Oulala sets sights on entering ‘promised land’ Asia

Oulala sets sights on entering 'promised land' Asia

Asia’s growing interest in domestic and international football competitions holds the key for daily fantasy sports success in the region, which is considered to be the “promised land” for platform providers like Oulala.

The Malta-based company is testing the Asian waters and keeping a keen eye on China’s potential to become the biggest market for fantasy sports in the world.

“Asia is a promise land. We know that it’s going to be probably the next biggest market for daily fantasy sports,” Oulala CEO Valery Bollier told CalvinAyre.com at the Global Gaming Expo (G2E) Asia conference in Macau. “Asia, with the numbers of customers and fans that are looking at European football, it’s going to be quite amazing.”

Oulala sets sights on entering 'promised land' AsiaAfter Chinese President Xi Jinping made it clear that he is hoping to start the country’s rise as a football power, investments have started pouring in to contribute to China’s growing interest for domestic football as well as other national and international competitions, particularly European tournaments.

There’s just one thing: online gambling is still not regulated in Macau—the only place in China where gambling is legal. In fact, the Gaming Inspection and Coordination Bureau (DICJ) has no plans of opening the market for online gambling.

“Until now we don’t have any plan of opening the market of online gaming. At least on short term, we don’t have any plan,” DICJ director Paulo Martins Chan told reporters on the sidelines of the G2E Asia conference.

Moneytainment

Bollier admitted that the sector is still missing a legal framework in Asia, albeit one that should be “very different” from the iGaming sector.

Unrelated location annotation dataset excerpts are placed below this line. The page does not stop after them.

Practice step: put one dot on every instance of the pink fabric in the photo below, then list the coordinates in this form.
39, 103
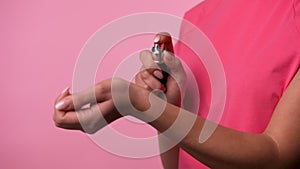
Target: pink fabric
259, 45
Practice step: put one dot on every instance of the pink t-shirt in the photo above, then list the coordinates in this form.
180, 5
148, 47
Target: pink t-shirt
258, 42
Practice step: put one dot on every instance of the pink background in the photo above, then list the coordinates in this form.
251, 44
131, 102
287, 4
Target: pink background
39, 45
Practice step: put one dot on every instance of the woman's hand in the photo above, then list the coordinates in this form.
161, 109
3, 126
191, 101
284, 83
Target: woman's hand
69, 112
97, 106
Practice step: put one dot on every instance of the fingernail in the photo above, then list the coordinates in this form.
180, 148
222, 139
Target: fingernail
156, 39
65, 90
158, 74
168, 56
62, 104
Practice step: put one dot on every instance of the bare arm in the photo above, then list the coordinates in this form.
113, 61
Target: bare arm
277, 147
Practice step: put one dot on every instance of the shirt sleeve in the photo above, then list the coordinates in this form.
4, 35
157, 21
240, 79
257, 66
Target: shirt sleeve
297, 13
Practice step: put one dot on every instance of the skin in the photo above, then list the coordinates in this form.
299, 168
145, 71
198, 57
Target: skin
277, 147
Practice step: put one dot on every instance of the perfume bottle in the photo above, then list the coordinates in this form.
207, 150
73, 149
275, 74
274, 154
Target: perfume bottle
157, 51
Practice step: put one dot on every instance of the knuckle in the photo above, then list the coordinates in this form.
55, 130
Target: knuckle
144, 75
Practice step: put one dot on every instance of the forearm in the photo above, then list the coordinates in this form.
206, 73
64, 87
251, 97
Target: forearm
226, 148
169, 158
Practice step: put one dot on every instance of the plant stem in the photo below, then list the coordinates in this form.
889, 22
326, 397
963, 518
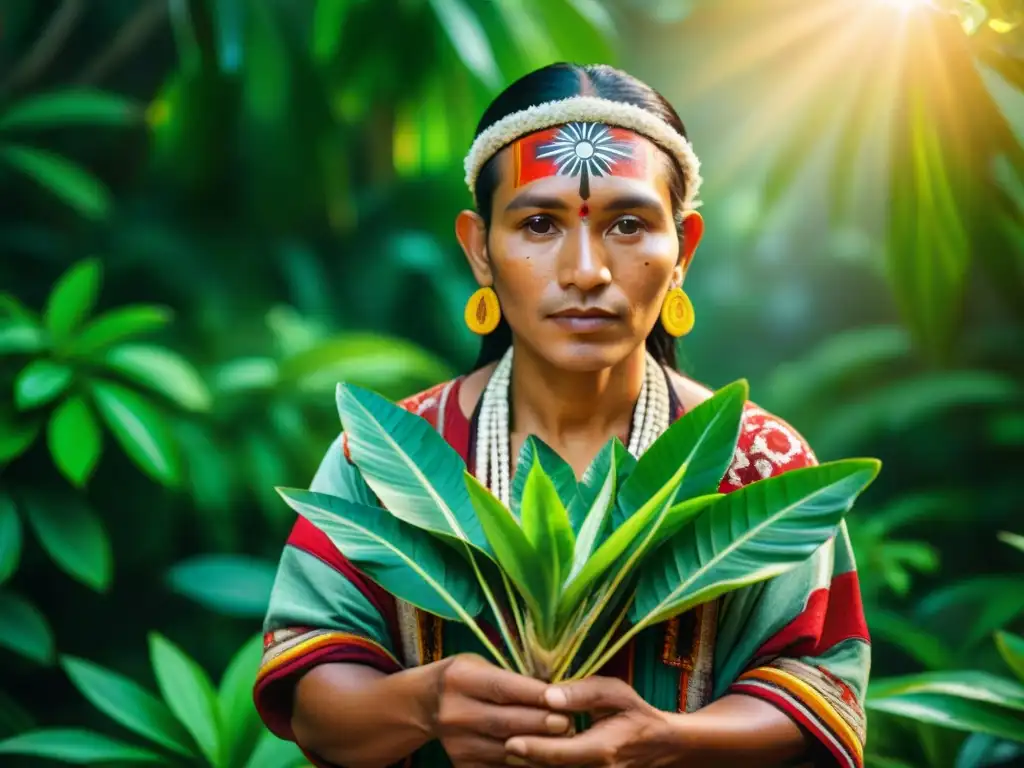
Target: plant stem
587, 670
601, 645
499, 617
516, 612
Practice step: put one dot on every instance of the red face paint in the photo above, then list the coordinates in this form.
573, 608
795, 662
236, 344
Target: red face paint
583, 150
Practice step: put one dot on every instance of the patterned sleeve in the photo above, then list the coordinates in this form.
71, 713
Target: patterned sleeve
322, 608
798, 641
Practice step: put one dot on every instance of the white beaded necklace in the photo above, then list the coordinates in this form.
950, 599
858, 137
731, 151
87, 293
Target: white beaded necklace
650, 419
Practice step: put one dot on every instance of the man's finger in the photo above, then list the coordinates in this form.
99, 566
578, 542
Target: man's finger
488, 683
586, 749
506, 721
591, 694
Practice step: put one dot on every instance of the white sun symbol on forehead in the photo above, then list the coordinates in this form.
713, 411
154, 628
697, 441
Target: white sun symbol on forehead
585, 150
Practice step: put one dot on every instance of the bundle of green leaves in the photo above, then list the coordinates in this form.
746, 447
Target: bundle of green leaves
573, 569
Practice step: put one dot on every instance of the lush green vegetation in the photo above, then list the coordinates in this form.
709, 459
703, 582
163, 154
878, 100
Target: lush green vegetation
214, 210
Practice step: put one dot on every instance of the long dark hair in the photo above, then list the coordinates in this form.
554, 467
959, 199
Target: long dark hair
561, 81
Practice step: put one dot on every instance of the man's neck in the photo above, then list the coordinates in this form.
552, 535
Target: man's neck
564, 407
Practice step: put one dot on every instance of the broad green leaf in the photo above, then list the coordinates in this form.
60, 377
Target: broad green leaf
458, 22
977, 686
10, 538
18, 337
162, 371
1014, 540
76, 745
24, 629
118, 325
240, 721
271, 752
749, 536
1012, 648
188, 693
591, 508
78, 107
704, 439
546, 524
69, 181
75, 439
402, 559
952, 712
329, 23
557, 470
73, 298
140, 429
512, 550
74, 537
417, 475
233, 585
128, 704
616, 544
40, 382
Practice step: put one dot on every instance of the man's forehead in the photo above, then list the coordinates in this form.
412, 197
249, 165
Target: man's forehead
584, 152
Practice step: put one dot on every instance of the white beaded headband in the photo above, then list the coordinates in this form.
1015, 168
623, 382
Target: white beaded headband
586, 110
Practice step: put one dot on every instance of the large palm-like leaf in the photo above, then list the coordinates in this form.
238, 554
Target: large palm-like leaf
404, 560
702, 439
749, 536
411, 468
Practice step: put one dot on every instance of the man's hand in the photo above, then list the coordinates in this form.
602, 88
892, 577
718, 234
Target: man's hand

“This is one of the biggest issue in Asia that in order to grow healthily, our sector, needs of course, a very structured legal frame and we’re missing this yet,” the Oulala executive said, noting that daily fantasy sports operators straddle the line—a very thin one—between iGaming and eSports sectors.

“DFS is in a different position than in the iGaming sector because we’re bridge… iGaming, of course, we’re monetized but video game because we’re skill game so we’re monetized skill game, we’re more like moneytainment,” Bollier said. “We’re something different than iGaming so the need for the legal frame is there because we want to protect the integrity of our ecosystem but the need is also very different than the one of the iGaming sector.”

And because the daily fantasy sports is entering a new market, which, in this case is Asia, Bollier said the journey to the east is exciting but hectic for the sector.

“As soon as you’re creating or entering a new market, it takes more time because you need to raise the awareness, you need to explain to people and this takes time, but it’s also why it’s fascinating task for us,” he said,

Oulala, which recently secured the landmark B2B skill license in Malta, has already planted “little flags” on different continents, particularly Australia and Africa, but putting a big flag on Asia.

“Of course the size of the market in Asia and in China makes the flag, wherever we put the flag, a big flag because of the size of the customer database,” Bollier said.